Thought this was an interesting read:
http://www.varnish-cache.org/trac/wiki/ArchitectNotes
Too bad he talks about his approach being "2006 era" programming. In fact the single-level store is 1964-era, from Multics.
http://en.wikipedia.org/wiki/Single_level_store
I guess they'll have to tweak Henry Spencer's quote ("Those who do not understand UNIX are condemned to reinvent it, poorly.") to Multics instead...
I've been working on a new "in-memory" B-tree library that operates on an mmap'd file. It is a copy-on-write design; it supports MVCC and is immune to corruption and requires no recovery procedure. It is not an append-only design, since that requires explicit compaction, and also is not amenable to mmap usage. Also the append-only approach requires total serialization of write operations, which would be quite poor for throughput.
The current approach simply reserves space for two root node pointers and flip flops between them. So, multiple writes may be outstanding at once, but commits are of course serialized; each commit causes the currently unused root node pointer to become the currently valid root node pointer. Transaction aborts are pretty much free; there's nothing to rollback. Read transactions begin by snapshotting the current root pointer and then can run without any interference from any other operations.
Public commits have been waiting for our official transition to git, but since that's been going nowhere I will probably start publishing on github.com in the next couple of weeks. (With St. Patrick's Day right around the corner it may have to wait a bit.)

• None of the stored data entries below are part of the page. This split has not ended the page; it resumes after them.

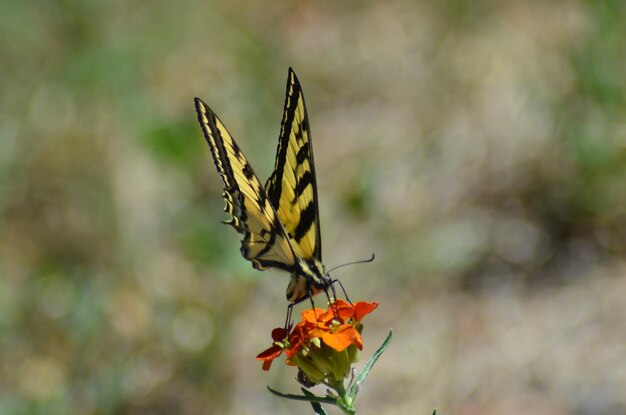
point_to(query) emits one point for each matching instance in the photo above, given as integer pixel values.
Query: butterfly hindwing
(265, 241)
(292, 188)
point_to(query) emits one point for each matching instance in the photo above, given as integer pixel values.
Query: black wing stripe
(307, 217)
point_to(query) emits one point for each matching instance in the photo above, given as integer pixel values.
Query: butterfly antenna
(363, 261)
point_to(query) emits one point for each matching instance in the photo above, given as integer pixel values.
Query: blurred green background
(478, 148)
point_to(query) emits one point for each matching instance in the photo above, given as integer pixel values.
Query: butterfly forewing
(292, 188)
(265, 241)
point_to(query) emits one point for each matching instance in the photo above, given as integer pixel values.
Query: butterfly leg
(345, 294)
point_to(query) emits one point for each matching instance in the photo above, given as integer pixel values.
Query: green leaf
(368, 366)
(311, 398)
(317, 407)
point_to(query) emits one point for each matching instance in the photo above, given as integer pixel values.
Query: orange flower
(324, 344)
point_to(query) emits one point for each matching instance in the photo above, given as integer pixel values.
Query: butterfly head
(309, 278)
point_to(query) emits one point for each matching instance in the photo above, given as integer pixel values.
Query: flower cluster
(324, 345)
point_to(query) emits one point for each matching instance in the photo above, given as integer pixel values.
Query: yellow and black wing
(265, 242)
(292, 189)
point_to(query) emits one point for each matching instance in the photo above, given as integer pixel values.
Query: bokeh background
(478, 148)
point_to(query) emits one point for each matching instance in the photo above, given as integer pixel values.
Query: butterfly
(279, 221)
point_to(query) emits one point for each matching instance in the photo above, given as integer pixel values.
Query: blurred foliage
(471, 145)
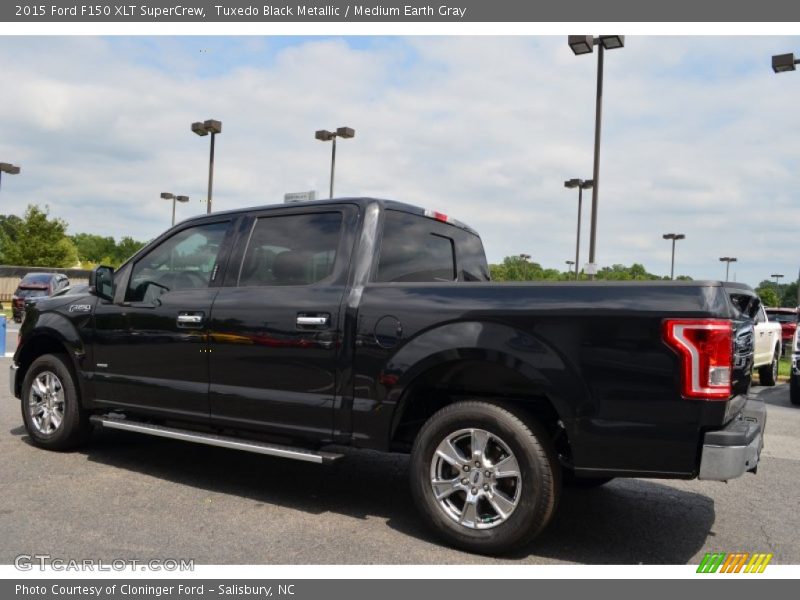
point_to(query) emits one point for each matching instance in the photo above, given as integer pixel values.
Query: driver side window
(184, 261)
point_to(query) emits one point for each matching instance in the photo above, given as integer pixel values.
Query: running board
(222, 441)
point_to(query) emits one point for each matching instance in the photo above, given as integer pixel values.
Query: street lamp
(168, 196)
(581, 185)
(781, 63)
(729, 260)
(584, 44)
(213, 127)
(9, 169)
(324, 135)
(674, 237)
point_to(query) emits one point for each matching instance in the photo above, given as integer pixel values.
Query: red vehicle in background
(787, 317)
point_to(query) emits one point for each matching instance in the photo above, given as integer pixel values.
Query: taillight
(705, 347)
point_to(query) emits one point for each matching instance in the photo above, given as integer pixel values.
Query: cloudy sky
(699, 137)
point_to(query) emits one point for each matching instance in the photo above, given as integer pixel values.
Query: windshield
(30, 293)
(36, 279)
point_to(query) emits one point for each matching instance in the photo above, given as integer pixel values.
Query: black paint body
(594, 351)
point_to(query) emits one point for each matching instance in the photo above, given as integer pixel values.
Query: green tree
(36, 241)
(768, 295)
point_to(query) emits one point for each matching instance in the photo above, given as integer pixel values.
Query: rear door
(275, 326)
(151, 349)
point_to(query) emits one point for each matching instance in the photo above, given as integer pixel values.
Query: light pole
(584, 44)
(781, 63)
(168, 196)
(9, 169)
(728, 260)
(324, 135)
(674, 237)
(581, 185)
(213, 127)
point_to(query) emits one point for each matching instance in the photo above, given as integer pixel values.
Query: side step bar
(222, 441)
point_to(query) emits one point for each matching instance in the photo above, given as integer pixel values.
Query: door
(276, 325)
(151, 349)
(764, 338)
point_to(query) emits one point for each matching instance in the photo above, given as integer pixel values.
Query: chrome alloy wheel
(46, 402)
(475, 478)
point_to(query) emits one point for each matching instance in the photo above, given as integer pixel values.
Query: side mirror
(101, 282)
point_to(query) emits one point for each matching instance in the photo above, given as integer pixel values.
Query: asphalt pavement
(128, 496)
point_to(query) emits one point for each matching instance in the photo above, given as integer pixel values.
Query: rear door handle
(187, 319)
(321, 320)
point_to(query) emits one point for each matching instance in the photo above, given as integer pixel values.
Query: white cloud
(698, 137)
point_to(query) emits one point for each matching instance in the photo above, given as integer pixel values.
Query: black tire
(768, 374)
(535, 489)
(794, 390)
(39, 411)
(571, 480)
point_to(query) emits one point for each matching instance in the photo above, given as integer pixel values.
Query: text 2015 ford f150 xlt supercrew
(292, 329)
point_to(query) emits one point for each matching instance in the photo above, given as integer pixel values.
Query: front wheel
(768, 374)
(50, 405)
(486, 480)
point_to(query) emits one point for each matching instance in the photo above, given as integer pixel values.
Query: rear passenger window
(291, 250)
(411, 250)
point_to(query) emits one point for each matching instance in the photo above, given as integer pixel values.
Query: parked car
(787, 317)
(794, 375)
(289, 330)
(34, 286)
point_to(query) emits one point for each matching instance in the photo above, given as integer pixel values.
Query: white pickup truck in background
(767, 347)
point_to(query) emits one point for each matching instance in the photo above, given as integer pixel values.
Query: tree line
(38, 240)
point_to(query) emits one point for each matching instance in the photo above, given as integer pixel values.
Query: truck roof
(359, 201)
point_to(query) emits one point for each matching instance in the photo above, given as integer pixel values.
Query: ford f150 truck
(292, 330)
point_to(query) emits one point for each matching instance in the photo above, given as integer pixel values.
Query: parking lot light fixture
(581, 185)
(581, 44)
(728, 260)
(323, 135)
(674, 237)
(781, 63)
(202, 129)
(9, 169)
(174, 198)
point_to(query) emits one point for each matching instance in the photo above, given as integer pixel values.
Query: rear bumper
(736, 449)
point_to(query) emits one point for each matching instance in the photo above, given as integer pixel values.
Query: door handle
(313, 320)
(190, 319)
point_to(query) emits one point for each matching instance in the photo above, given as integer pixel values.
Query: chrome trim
(211, 439)
(190, 319)
(312, 320)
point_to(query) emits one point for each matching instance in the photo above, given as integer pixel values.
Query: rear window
(36, 279)
(415, 248)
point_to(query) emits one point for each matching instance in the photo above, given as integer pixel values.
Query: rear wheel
(486, 480)
(768, 374)
(50, 404)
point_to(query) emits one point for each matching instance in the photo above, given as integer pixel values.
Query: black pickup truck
(291, 330)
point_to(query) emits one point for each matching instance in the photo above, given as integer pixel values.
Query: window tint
(291, 249)
(183, 261)
(411, 251)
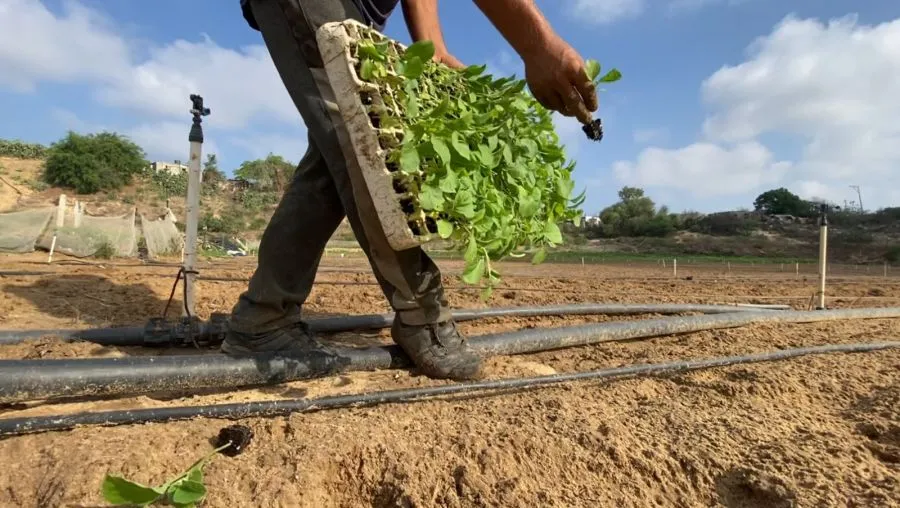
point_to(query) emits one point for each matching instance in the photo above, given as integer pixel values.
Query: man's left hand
(448, 60)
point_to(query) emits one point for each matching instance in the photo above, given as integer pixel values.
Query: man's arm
(422, 20)
(554, 70)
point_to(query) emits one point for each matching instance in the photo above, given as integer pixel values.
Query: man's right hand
(554, 70)
(556, 75)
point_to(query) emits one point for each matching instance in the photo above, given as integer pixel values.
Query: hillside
(854, 238)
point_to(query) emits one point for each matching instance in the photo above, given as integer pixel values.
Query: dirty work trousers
(322, 191)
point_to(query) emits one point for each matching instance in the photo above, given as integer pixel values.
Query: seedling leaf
(611, 76)
(409, 158)
(445, 229)
(423, 50)
(188, 492)
(593, 69)
(473, 273)
(479, 155)
(119, 491)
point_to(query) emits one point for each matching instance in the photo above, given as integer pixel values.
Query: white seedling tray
(335, 45)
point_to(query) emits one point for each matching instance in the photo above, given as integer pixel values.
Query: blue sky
(720, 100)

Unfortunately I realized that not all application-level caching can be eliminated - with the hierarchical DB approach, we don't store full entry DNs in the DB so they still need to be generated in main memory, and they probably should be cached. But that's a detail to be addressed later; it may well be that the cost of always constructing them on the fly (no caching) is acceptable.
This backend should perform much better in all aspects (memory, CPU, and I/O usage) than the current BerkeleyDB code. It eliminates two levels of caching, entries pulled from the DB require zero decoding, readers require no locks, writes require no write-ahead-logging overhead. There are only two configurable parameters (the pathname to the DB file, and the size) so this will be far simpler for admins.
Potential downside - on a 32 bit machine with only 2GB of addressable memory the maximum usable DB size is around 1.6GB. On a 64 bit machine, I doubt the limits will pose any problem. ("64 bits should be enough for anyone...")
re: configuring the size of the DB file - this is most likely not a value that can be changed on an existing DB. I.e., if you configure a DB and find that you need to grow it later, you will probably need to slapcat/slapadd it again. At DB creation time the file is mmap'd with address NULL so that the OS picks the address, and the address is recorded in the DB. On subsequent opens the file is mmap'd at the recorded address. If the size is changed, and the process' address space is already full of other mappings, it may not be possible to simply grow the mapping at its current address. Since the DB records contain actual memory pointers based on the region address, any change in the mapping address would render the DB unusable.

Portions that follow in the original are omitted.